A person close to the president speculated that Mr. Trump might choose resignation if his chances of surviving impeachment become dicier.

“He’s not a fighter,” this person said. “He only fights when he knows he’s going to win.”

But Mr. Trump did fight to the end of the 2016 race, when virtually all pundits and pollsters predicted he would lose.

The president expressed frustration that he is forced to spend time and energy on impeachment when he is trying to keep on track his agenda of deregulation, fair trade and low taxes.

“I have to fight off these lowlifes at the same time I’m negotiating these very important things,” the president said. “The president of the United States should be allowed to run the country — not have to focus on this kind of crap. … I’m making a big difference for the country.”

He urged Mrs. Pelosi to take up the U.S.-Canada-Mexico trade agreement, a call echoed by Senate Majority Leader Mitch McConnell, who blasted Democrats’ “3-year-old impeachment parade” for getting in the way of the trade deal and military funding.

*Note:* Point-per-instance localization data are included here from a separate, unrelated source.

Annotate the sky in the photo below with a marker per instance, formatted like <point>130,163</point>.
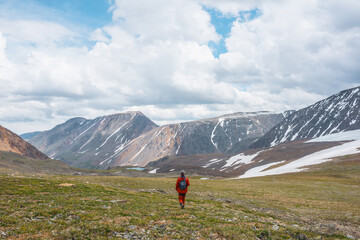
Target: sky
<point>175,61</point>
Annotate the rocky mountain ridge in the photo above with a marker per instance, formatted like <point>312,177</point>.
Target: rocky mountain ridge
<point>229,133</point>
<point>88,143</point>
<point>10,142</point>
<point>337,113</point>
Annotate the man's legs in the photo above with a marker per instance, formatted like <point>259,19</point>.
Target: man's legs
<point>182,200</point>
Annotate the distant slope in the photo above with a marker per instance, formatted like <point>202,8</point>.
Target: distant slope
<point>284,158</point>
<point>340,112</point>
<point>226,134</point>
<point>87,143</point>
<point>10,142</point>
<point>27,136</point>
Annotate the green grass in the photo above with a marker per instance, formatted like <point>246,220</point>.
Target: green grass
<point>322,204</point>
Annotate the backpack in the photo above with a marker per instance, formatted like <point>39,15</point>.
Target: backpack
<point>182,184</point>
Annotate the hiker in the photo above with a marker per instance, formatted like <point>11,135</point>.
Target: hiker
<point>181,187</point>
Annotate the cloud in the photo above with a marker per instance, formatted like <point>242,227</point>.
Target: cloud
<point>155,57</point>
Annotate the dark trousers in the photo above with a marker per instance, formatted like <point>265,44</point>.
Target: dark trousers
<point>182,198</point>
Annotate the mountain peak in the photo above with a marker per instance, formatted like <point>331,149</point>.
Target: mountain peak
<point>11,142</point>
<point>337,113</point>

“Unfortunately, the only thing that seems to really inspire House Democrats these days is their obsession with overturning the results of the 2016 election,” the Kentucky Republican said Monday on the Senate floor.

The three House committees conducting the impeachment inquiry plan to interview more witnesses privately this week, including Bill Taylor, the top U.S. diplomat in Ukraine.

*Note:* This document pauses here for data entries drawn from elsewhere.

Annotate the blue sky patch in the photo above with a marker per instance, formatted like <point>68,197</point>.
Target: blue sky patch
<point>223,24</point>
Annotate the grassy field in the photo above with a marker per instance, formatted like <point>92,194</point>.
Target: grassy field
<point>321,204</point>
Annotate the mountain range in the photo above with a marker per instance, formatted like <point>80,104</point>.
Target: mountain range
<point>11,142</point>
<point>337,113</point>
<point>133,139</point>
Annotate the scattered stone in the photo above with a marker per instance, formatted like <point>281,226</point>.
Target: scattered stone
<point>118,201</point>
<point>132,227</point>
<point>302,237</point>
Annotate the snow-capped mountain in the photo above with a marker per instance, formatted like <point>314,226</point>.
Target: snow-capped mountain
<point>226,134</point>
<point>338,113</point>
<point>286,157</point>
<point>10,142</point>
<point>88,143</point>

Despite the quickening impeachment probe, Mr. Trump is pointing to recent results in a special election in North Carolina and the governor’s race in Louisiana as evidence of momentum for the Republican Party. He also cites the massive attendance at his rallies, such as an event in Dallas last week that drew a capacity crowd of 20,000, with thousands more unable to enter.

He said the crowd’s response to his speech in Dallas confirmed for him that he is still on the path that he promised voters in 2016, including a pledge to bring home U.S. troops from “endless” wars in the Middle East.

“My largest cheer in Dallas [was] when I said we’re bringing our soldiers back home — the place went crazy,” the president said. “I have to do what I got elected on.”

Gabriella Muñoz and Ryan Lovelace contributed to this report.